In 1968 he trained Yellow Printer and steered Shanes Rocket to success in the Gold Collar. Two more Derby finalists arrived during the 1970 English Greyhound Derby when Hymus Silver finished fourth and the 1972 English Greyhound Derby when Scintillas Gem also finished fourth, behind the great Patricias Hope. He then reached two more Derby finals in 1974 and 1975 with Handy High and Foreign Exchange respectively before winning the 1975 Welsh Derby with Baffling Bart and the 1979 Gold Collar with Gayflash.

In addition he also won three Puppy Derbys, three Wembley Spring Cups, two Select Stakes, two Wood Lane Stakes, two Edinburgh Cups, the All England Cup, Ebor Stakes, Essex Vase, Greenwich Cup, Golden Jacket, Select Stakes, Longcross Cup, Steel City Cup, Sussex Cup, Coronation Stakes and a Scurry Gold Cup.

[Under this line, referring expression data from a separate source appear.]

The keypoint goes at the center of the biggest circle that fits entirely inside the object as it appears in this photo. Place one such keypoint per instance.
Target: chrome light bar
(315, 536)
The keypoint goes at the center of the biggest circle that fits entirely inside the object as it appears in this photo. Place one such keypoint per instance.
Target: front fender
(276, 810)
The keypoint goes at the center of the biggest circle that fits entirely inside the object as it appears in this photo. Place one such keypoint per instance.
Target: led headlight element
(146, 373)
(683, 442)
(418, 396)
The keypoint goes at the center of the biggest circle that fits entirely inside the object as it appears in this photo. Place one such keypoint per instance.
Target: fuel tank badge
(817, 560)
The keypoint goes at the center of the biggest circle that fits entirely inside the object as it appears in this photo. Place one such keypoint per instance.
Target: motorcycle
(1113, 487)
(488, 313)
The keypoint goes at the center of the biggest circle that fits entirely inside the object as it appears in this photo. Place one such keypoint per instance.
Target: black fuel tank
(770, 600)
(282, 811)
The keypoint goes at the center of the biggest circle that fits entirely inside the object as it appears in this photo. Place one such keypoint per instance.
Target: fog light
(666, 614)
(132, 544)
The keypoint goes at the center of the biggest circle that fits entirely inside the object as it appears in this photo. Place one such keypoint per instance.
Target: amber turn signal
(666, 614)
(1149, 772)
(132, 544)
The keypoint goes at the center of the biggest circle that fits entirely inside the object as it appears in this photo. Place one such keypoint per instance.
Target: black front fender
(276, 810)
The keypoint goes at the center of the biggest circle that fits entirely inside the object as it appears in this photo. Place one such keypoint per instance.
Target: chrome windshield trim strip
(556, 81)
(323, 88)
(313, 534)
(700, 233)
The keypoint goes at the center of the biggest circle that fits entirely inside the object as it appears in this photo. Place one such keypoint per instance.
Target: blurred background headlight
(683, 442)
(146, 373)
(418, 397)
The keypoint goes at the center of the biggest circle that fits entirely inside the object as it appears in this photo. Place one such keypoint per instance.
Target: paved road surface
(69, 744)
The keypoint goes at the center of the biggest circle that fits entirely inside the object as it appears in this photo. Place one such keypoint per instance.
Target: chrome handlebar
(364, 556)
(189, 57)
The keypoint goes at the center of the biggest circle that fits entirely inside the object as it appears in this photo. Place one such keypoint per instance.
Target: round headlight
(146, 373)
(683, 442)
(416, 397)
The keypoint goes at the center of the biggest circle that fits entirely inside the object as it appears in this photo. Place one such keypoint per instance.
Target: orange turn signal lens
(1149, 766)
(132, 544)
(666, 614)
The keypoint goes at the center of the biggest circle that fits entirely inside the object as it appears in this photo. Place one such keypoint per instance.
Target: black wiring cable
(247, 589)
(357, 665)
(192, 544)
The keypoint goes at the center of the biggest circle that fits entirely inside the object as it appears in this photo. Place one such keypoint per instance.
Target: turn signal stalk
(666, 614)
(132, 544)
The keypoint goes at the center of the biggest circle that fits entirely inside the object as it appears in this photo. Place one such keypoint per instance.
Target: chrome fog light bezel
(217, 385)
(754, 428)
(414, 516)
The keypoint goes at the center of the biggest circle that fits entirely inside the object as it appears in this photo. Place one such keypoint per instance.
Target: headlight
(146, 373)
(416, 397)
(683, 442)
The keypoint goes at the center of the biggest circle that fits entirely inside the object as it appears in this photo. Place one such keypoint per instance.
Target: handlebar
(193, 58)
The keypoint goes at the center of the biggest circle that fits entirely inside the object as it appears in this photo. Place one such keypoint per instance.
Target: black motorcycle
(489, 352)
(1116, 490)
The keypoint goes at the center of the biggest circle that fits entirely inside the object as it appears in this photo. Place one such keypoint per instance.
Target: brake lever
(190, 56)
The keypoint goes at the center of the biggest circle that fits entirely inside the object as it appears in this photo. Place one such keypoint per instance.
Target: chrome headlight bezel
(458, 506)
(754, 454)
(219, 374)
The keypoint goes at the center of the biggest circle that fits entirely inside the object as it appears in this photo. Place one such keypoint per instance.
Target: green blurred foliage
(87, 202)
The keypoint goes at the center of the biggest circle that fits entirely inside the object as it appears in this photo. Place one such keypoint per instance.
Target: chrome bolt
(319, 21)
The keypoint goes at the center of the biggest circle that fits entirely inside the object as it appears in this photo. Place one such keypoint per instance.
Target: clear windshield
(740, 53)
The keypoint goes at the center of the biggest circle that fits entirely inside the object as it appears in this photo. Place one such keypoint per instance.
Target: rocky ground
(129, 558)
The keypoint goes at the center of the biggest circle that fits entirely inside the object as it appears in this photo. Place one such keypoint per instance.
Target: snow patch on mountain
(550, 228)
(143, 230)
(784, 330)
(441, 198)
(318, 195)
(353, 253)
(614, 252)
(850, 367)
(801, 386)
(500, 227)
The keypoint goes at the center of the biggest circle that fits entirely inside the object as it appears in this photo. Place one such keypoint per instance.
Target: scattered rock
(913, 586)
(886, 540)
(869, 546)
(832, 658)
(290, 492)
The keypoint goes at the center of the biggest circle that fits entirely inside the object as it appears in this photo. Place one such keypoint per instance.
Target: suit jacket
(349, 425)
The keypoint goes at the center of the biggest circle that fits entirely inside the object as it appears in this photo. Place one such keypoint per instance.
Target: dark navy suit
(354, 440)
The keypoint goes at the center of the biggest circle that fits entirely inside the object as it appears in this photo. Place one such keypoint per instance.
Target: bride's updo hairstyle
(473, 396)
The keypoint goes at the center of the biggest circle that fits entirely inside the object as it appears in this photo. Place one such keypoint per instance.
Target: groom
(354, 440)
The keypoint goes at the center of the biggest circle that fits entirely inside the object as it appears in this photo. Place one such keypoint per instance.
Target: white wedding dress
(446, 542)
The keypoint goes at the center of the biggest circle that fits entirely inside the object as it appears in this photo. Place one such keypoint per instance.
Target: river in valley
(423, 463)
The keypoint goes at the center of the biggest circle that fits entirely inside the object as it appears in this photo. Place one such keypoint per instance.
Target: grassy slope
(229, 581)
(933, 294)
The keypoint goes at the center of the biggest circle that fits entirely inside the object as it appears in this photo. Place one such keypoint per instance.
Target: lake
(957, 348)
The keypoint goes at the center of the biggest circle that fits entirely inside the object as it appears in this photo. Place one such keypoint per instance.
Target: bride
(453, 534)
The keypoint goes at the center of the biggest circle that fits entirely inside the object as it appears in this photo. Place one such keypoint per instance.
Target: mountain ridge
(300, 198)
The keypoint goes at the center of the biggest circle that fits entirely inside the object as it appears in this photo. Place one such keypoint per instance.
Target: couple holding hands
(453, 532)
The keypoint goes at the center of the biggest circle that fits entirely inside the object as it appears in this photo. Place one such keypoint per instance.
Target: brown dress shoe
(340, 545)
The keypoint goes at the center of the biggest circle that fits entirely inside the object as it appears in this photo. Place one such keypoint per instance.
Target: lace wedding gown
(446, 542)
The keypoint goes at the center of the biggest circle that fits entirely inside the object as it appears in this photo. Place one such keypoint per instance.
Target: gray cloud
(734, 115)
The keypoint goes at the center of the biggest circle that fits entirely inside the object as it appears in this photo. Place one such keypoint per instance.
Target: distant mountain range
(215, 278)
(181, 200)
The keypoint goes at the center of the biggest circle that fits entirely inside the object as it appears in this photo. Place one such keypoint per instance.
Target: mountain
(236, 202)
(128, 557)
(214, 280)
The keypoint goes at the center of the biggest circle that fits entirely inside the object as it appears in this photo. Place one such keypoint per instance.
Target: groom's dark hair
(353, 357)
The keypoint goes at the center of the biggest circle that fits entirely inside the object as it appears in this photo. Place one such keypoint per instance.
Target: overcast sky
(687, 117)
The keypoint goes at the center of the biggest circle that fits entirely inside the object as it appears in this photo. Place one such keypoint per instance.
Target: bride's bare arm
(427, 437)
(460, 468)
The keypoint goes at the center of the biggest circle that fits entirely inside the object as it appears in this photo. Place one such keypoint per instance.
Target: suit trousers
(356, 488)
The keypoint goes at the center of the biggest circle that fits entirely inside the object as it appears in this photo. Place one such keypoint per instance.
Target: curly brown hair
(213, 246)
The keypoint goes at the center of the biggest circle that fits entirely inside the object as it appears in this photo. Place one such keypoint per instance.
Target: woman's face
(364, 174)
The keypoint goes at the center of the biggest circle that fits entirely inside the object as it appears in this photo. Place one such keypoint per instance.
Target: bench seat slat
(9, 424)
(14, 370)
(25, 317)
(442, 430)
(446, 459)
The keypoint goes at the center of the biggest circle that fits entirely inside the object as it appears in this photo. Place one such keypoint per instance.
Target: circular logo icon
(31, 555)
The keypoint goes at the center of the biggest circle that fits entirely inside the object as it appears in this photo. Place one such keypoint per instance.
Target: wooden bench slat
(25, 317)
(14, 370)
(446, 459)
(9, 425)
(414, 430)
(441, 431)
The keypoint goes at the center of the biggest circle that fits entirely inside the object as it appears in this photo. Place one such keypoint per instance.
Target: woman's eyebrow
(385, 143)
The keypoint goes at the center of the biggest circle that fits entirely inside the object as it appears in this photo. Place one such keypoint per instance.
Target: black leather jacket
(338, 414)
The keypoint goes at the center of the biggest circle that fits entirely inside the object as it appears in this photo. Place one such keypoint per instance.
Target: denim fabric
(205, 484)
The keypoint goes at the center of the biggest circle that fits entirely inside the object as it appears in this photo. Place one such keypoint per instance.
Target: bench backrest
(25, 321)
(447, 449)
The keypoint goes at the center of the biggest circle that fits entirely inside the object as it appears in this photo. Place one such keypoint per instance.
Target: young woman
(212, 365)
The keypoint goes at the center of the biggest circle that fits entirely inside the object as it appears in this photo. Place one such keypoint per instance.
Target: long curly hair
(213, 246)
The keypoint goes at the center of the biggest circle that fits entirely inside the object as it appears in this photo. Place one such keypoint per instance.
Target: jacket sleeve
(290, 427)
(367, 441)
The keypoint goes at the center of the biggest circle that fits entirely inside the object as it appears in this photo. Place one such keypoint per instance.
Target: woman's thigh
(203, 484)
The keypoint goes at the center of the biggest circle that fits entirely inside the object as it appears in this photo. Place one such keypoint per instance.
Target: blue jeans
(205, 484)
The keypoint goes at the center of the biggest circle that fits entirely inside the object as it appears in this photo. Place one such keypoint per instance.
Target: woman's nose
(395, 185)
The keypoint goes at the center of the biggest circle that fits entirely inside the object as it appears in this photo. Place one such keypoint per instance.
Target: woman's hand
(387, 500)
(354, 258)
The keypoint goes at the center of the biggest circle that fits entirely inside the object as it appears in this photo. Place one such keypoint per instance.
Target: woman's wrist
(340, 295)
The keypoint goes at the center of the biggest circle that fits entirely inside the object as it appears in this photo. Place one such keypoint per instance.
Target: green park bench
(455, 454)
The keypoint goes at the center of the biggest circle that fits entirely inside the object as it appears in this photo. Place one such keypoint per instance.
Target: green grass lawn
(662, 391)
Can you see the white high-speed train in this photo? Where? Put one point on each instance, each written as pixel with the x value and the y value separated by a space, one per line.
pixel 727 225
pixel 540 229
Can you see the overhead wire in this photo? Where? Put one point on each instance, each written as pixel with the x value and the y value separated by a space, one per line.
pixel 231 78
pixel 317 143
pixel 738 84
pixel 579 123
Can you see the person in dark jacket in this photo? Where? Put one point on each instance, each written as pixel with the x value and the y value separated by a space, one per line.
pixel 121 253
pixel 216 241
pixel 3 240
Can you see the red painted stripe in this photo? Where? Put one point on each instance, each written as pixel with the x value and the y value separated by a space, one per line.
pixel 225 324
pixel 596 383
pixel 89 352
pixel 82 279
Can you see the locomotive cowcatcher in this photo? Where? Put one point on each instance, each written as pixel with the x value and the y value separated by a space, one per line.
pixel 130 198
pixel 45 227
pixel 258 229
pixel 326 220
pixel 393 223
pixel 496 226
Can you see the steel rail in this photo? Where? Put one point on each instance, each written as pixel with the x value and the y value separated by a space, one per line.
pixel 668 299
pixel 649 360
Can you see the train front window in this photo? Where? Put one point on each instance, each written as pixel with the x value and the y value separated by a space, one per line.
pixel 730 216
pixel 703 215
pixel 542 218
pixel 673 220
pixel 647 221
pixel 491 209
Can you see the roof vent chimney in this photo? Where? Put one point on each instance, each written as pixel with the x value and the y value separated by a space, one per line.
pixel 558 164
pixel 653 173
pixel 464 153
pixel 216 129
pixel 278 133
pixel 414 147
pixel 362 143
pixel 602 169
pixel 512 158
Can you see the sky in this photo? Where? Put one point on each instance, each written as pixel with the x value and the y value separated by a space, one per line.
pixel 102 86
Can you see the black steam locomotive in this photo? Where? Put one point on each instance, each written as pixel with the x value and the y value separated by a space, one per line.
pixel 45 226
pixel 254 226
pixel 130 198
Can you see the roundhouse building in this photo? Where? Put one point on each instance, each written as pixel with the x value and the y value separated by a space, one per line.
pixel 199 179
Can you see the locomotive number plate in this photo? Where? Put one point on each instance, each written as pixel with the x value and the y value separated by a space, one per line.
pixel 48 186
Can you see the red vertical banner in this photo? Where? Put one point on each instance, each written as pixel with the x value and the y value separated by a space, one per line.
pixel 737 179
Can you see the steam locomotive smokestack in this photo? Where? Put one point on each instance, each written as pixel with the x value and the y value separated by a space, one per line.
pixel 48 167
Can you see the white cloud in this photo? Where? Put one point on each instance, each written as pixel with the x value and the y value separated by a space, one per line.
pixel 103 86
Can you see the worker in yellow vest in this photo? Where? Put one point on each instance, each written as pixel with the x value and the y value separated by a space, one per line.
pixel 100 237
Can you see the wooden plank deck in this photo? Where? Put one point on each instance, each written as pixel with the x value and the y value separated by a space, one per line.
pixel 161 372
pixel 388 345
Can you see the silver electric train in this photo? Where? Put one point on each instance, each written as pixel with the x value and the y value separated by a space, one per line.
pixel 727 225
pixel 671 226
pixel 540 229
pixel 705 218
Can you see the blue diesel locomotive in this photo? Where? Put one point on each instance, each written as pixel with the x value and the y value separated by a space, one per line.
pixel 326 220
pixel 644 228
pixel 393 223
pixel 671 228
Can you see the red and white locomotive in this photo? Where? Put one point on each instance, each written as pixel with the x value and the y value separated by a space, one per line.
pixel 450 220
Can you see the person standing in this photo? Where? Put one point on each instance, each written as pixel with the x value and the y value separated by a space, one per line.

He relinquished his licence during 1996 and his racing kennels in Chislehurst were taken over by Seamus Cahill.

Towards the end of his career he sat on the BGRB board. In 1999 the Beaverwood Kennels were demolished making way for a health and fitness centre.

==Awards==
He received the ultimate accolade by twice winning the United Kingdom Trainer of the Year in 1966 and 1975.